According to Campaign Finance Board data that began posting late Thursday, independent expenditures, commonly known as super political action committees, spent more than $36 million in the races for mayor and City Council combined. That’s $23 million more than super PAC spending in 2013, the last time there was an open mayoral primary, illustrating the extent to which deep-pocketed donors sought to secure influence and counter the CFB’s generous 8-to-1 matching program.
In total, 24 super PACs participated in the mayor’s race by spending on issue ads and in support of candidates; they legally are not allowed to directly coordinate with candidates and their campaigns.
Strong Leadership NYC Inc. stood as the most formidable super PAC, spending $6.3 million in support of Eric Adams, who went on to win the Democratic nomination for mayor. Figures show the super PAC spent mostly on television, social media, and radio ads to power Adams’ message, more than any of the nine super PACs supporting Adams. Formed by Jenny Sedlis, the executive director of StudentsFirstNYC, an advocacy group in support of charter schools and school choice.
Sedlis secured funding from millionaire and billionaire donors, including Daniel Loeb, Ken Griffin, Stanley Druckenmiller, and Paul T. Jones, who have previously supported charter schools. In an interview with Gothamist/WNYC, Sedlis said the PAC was intended to demonstrate major support for Adams’ vision for quality education and a balance for public safety and social justice.
Adams received the most super PAC money among the mayoral candidates, according to the CFB filings. He received $7.7 million, or 24% of the total amount super PACs pumped into the mayor’s race so far this year.
This stands in sharp contrast to Kathryn Garcia, the former sanitation commissioner who finished second in the race, losing to Adams by less than a percentage point. Preliminary data shows the New Generation of Leadership PAC spent just under $235,000 for Garcia, or 3% of Adams’ total super PAC spending, lower than all the eight leading mayoral candidates except Dianne Morales.
“If we were to raise half as much as some of the PACs that were in support of the other candidates I’m almost certain Kathryn Garcia would be the nominee for the Democratic party for mayor of New York City,” said Ronnie Cho, treasurer of New Generation of Leadership PAC, adding that he limited spending on digital ads rather than paying for expensive television time.
Like all but one of the leading candidates, Garcia benefited from the CFB’s 8-to-1 matching funds program. Filings show that of the over $2 million she raised, she received $6.4 million in matching funds.
Mayoral candidates Ray McGuire and Shaun Donovan both benefited from outside spending. Wealthy donors pumped a total of $5.7 million to the New York for Ray PAC in support of McGuire. The super PAC in support of Donovan netted $6.5 million, with the bulk provided by his father, Michael.

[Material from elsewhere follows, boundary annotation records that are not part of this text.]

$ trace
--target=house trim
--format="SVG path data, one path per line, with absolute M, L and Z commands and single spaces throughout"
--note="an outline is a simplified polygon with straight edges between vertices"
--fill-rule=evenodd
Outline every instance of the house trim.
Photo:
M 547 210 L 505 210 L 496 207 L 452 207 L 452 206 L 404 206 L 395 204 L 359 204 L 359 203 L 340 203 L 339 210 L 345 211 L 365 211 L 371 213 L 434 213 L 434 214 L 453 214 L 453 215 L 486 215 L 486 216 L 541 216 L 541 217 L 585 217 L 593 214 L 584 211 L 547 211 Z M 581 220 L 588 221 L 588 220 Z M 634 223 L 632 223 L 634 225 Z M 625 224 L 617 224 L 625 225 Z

Considering the relatively small number of votes won by these lower-tier candidates, the rate of return for their campaign supporters was low. McGuire received 26,355 votes and Donovan with 24,033 votes before they were eliminated in early rounds of the new ranked-choice voting system. When dividing the total amount of super PAC money by the number of first-choice votes, it cost super PACs $218 to win one McGuire vote and $246 for one Donovan vote.
That contrasts with $18 spent on every Adams first-choice vote and $1.70 for every Garcia first-choice vote, following ranked-choice voting (these calculations did not take into account affidavit ballots).
“In retrospect, it was money down the drain,” Doug Muzzio, a politics professor at Baruch College, said. “Prospectively, it’s a rational calculation of money spent and potential political influence.”
Contributing and losing large amounts in local elections is a gamble many wealthy donors are willing take, Muzzio said. It beats sitting on the sidelines and losing the chance of having access to the next mayor of New York City.
“A couple of a hundred thousand dollars is chump change,” he said, “and on top of it, you might hit the jackpot and be an influential player.”
The super PAC strategy seems to have delivered more results in City Council races in which over $4.8 million was spent on a total of 82 candidates across 47 races.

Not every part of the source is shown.